Has digitalization lived up to its promise in plastics manufacturing? Or has it failed to live up to the hype?
"Digitalization: Top or flop" was the topic of an Oct. 15 roundtable discussion at Fakuma 2024 in Friedrichsafen, Germany.
"As a machinery producer with our digital tools, we are clearly fired up by the digital economy," said Guido Frohnhaus, managing director technology and engineering at injection molding machinery producer Arburg GmbH + Co. KG.
Frohnhaus explained that digitalization can reduce material consumption and can be used to recognize materials, which increases the speed of returning plastics for recycling.
"This is an important contribution that we as a machine producer and engineers can make," Frohnhaus said.
Michael Braungart, founder of Hamburg, Germany-based EPEA Internationale Umweltforschung GmbH, suggested machinery producers should consider selling rights to use their machines and stressed that one should preferably work towards ecological effectiveness rather than ecological efficiency.
Miranda Burtscher, head of corporate operations at Vienna, Austria-based plastics packaging producer Alpla Werke Alwin Lehner GmbH & Co KG, expressed a processor's view that it is necessary to react quickly in real time and that digitalization aids it.
Data should absolutely be uploaded to the cloud and used from there as the basis for decision making, Burtscher said, adding that "it is just as important to analyze the data and ensure different equipment intercommunicate."
Thomas Seul of Schmalkalden University said digitalization in toolmaking with the use of computer-aided design (CAD) is very important, but highly trained professional staff are indispensable to ensure than tools and machines work effectively.
"There are enough practical cases that show we can do it, so why don't we do it?" Seul asked, adding that, "there is more to it than just using a computer screen and a mouse."
Hans-Josef Endres of the IKK institute for plastics and the circular economy at Leibniz University in Hanover, Germany said it is important to realize that there are huge opportunities in the materials chain, specifically that "we should use the opportunities that we have in Europe and not just leave it to the Asians."
Burtscher agreed, but stressed that a lot of work still has to be done by both technical institutes and machinery producers.
On this point, Frohnhaus of Arburg noted: "We are already more than top, as we use digitalization to reduce reject rates, obtain faster cycle times and reduce energy, but, we can of course still do more."
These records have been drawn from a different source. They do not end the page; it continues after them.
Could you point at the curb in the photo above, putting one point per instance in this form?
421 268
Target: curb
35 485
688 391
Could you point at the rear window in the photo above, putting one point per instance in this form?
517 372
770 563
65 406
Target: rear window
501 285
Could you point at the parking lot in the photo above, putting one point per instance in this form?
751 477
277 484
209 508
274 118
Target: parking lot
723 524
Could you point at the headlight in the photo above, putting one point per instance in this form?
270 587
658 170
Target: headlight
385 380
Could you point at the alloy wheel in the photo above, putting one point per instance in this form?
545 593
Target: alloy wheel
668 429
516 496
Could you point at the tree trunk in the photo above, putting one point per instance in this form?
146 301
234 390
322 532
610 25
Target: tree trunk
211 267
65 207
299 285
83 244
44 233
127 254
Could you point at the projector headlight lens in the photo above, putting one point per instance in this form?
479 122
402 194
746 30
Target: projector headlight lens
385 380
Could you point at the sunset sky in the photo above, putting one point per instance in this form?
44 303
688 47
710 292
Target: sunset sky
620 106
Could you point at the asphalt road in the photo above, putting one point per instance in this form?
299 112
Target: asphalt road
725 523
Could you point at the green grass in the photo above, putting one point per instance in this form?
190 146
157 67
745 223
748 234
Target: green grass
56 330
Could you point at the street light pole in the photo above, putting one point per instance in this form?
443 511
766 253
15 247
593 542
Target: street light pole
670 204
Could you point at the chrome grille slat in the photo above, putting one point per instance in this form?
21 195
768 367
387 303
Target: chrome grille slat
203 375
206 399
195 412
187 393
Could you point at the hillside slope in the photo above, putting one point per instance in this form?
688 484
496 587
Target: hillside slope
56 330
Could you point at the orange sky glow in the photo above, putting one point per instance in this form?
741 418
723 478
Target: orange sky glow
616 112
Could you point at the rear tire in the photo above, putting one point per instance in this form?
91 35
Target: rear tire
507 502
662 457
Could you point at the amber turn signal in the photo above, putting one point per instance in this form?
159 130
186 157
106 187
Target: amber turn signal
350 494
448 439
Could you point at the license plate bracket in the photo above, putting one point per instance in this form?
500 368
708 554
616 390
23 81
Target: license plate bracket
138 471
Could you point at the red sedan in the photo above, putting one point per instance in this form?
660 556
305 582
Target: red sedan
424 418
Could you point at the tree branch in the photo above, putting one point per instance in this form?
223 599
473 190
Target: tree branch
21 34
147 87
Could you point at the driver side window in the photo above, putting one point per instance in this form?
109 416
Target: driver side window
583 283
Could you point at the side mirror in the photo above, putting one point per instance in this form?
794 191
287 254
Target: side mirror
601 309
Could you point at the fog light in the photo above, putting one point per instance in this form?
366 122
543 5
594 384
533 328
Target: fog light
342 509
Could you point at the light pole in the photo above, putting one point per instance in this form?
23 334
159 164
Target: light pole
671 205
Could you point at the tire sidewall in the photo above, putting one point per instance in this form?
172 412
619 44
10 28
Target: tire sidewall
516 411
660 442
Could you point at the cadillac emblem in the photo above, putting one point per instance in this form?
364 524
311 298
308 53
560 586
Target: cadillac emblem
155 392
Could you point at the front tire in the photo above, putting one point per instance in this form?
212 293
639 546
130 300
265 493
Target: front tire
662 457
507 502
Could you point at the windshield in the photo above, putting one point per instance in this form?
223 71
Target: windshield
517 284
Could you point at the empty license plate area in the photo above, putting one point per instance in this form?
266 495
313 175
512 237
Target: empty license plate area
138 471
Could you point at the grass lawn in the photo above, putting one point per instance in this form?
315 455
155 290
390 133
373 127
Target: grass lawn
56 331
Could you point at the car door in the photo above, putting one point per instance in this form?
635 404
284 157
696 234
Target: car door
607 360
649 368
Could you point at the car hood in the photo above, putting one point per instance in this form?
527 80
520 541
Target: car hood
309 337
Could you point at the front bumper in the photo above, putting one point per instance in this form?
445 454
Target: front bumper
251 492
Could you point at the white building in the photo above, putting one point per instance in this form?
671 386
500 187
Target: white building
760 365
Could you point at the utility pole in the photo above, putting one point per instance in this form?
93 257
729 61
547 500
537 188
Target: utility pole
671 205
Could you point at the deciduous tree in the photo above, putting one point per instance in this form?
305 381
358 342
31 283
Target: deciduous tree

Frohnhaus sees the potential of artificial intelligence to obtain identical quality worldwide and said there are huge opportunities in utilizing common Euromap machine interfaces and with support by technical institutes.
Endres stressed that with a practical example of how digital studies of how people get into and out of cars can lead to predictions as to when a car seat will need to be replaced. Once the seat's end-of-life has been digitally predicted, it is then possible to adjust plastic materials and additives to extend that period.
But it is equally important to digitally study which plastics are contained in a car and then how to get them out for recycling at end-of-life.
"If you only have five materials, you don't need digitalization, but you certainly do if you have several hundred materials," Endres added.
Seul stressed: "Irrespective of whether you run Arburg or Engel machines, they have to run intuitively. Digitalization doesn't help if you can't use it to master the process."
Here, Burtscher commented: "It is importantly to find where there are gaps in a process, and then to use technology to close them."
She said Alpla has digital assistance in the cloud, but stressed that stored data should be understandable. In a subsequent open discussion, it was suggested that there has to be a common understandable language and that German molders should get over their fears of putting a lot of data into the cloud, otherwise they cannot benefit from it.
Werner Koch, founder of Ispringen, Germany-based ancillary equipment producer Werner Koch Maschinentechnik GmbH, stood up and stressed importance of sensors to identify and sort plastics material on conveyor belts "in a practical way," even if they are highly reinforced with glass fibers.